This question will require some explaining, so bear with me (I phrased it how I did because I wanted to emphasize one of the connections). I ask this here because economics seem to be a huge topic here, especially when it comes to certain schools of thought (not that I’m judging, you have your reasons).
So here is me trying to explain my question.
First, I must admit I find the concept of a minimum wage to be, for a lack of a better word, incomplete (weird? not well-oiled? I couldn’t find the word). While being based by the hour albeit not factoring in the amount of work done, I understand basic existence amounts to a certain etimated value, and you don’t want overhaggling, so a glass floor is made. But a glass floor can break under pressure. But I digress.
Anyways, I was talking to someone about the concept, and we started using analogies using letters in place of concepts: “W cannot pay X a certain amount of Y so in order to pay to live she goes to Z.”
It was one of those no-context moments, so our minds were drawn to a third friend who related to it platonically, this person wasn’t mentally compatible with most social groups, so then criminals (the Z) would come and say “come join us, we have the friends you’re looking for”.
He added, “police consider ‘bad crowds’ a huge problem, but nobody pays the involuntary loners any minimum due, no glass floor provided by the public sector, no nothing, and the wrong people get the upper hand here because they’re there to farm you while you just want someone to value you enough in a way that translates well to you, and our bedroom community becomes a gossip-cursed cesspool because there is no adhesive”. Should point out this isn’t a new thought process, in fact it’s relevant to me occupationally.
Promoters of universal basic necessities of Lemmy, why is there a lacking here? Is it not weird we (officially) have it out for one aspect but not the other?
Lack of friendships isn’t a systemic contributor to crime though. Even if it were, trying to prevent crime through legally mandated friendships is as futile as going up to people and saying ‘ok kiddo, don’t do crime now’ because that’s not how people work. Having friends, let alone ones forced upon you, doesn’t mean much when you’re struggling to make ends meet or if you grew up in low income neighborhoods and have few alternatives.
How would you define “systemic” if criminals are demonstrated to use it against the disadvantaged (I’m wondering if you’re visualizing older criminals or younger criminals, of course it’s an age-biased thing) on a cyclic/catch-22 level? That would imply a kind of importance, no?
The article that you linked is about how social isolation is linked to drug use, which is linked to criminal activity.
First, not all criminals are drug users. Second, not all drug users are criminal in nature. Part of the war on drugs that I mentioned is the overly harsh sentencing of ‘criminals’ over possession. Until recently in most parts of the world, possessing marijuana is a grave legal offense and punishable with jail time. Now it has been decriminalized and turned into a hobby in many countries like Canada, Australia, Thailand, Mexico to name a few. The definition of ‘criminals’ relative to drug use is changing.

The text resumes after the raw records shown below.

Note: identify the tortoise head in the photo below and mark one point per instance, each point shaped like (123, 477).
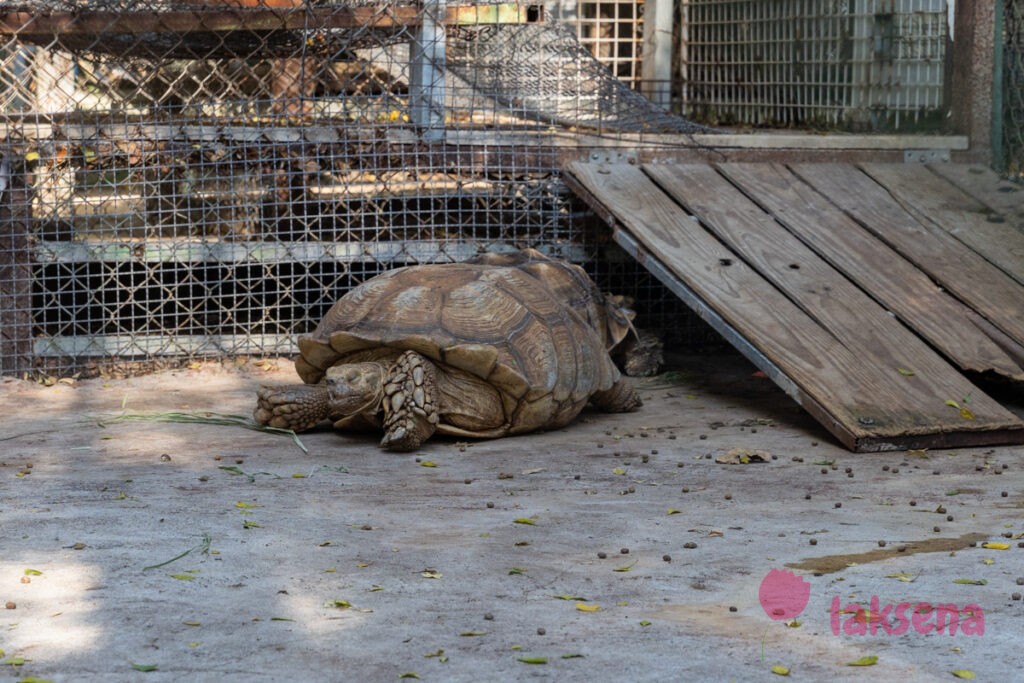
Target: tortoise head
(346, 389)
(619, 316)
(353, 388)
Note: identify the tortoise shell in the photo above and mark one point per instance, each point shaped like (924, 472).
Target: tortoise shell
(498, 323)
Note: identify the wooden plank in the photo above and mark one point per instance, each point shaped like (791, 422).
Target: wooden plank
(865, 409)
(987, 186)
(895, 282)
(832, 300)
(962, 271)
(936, 201)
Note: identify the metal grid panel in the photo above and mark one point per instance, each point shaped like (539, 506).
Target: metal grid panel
(859, 63)
(612, 31)
(188, 179)
(1013, 88)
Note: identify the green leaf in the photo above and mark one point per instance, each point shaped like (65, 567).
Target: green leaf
(868, 660)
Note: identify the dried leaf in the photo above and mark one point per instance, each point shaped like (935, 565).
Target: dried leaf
(868, 660)
(743, 457)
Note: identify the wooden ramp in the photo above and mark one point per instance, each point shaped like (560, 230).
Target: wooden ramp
(865, 292)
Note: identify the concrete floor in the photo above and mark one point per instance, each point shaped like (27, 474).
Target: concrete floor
(641, 556)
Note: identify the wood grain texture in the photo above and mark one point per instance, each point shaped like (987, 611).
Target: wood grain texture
(962, 271)
(938, 202)
(846, 311)
(884, 273)
(863, 401)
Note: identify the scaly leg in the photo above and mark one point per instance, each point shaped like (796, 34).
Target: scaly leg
(410, 402)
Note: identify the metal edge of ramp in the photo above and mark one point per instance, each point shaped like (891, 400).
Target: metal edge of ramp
(834, 398)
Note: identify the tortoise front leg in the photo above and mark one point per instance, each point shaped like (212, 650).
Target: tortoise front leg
(296, 407)
(410, 402)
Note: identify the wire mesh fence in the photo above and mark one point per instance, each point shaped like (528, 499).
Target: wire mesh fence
(189, 179)
(1013, 88)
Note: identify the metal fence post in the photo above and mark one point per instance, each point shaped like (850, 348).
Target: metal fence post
(426, 82)
(15, 272)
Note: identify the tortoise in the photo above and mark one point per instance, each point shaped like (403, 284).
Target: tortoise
(484, 348)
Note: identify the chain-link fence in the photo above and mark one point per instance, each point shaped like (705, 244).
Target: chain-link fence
(1013, 88)
(188, 178)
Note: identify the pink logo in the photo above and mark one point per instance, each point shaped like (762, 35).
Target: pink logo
(783, 594)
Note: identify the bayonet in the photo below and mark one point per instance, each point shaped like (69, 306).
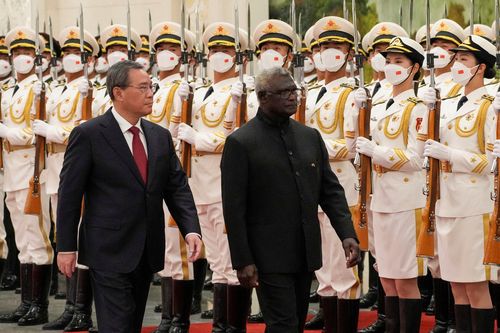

Addressing social isolation is a bandaid fix to a much larger problem of not providing social safety nets to people and forcing them to turn to drugs as a mean of coping with the shitty times we live in. When people are housed, fed and clothed, they will have time to make friends. Right now, making friends is on the bottom of most people’s priority while making rent and not starving to death is on the top.
The words “are” and “demonstrated” both have a different link.
Extremism and crime are not the same thing. Just like what I said about drug use, not all criminals are political extremists and not all political extremists are criminals.
Criminals are not a homogeneous group. They aren’t all caricatures of evil that we see in cartoons, they aren’t all lonely, and they may not even be destitute. Crimes can be vaguely grouped into violent crime, property crime, white-collar crime, organized crime, and consensual or victimless crime. Think of the types of people who may commit crimes in each category.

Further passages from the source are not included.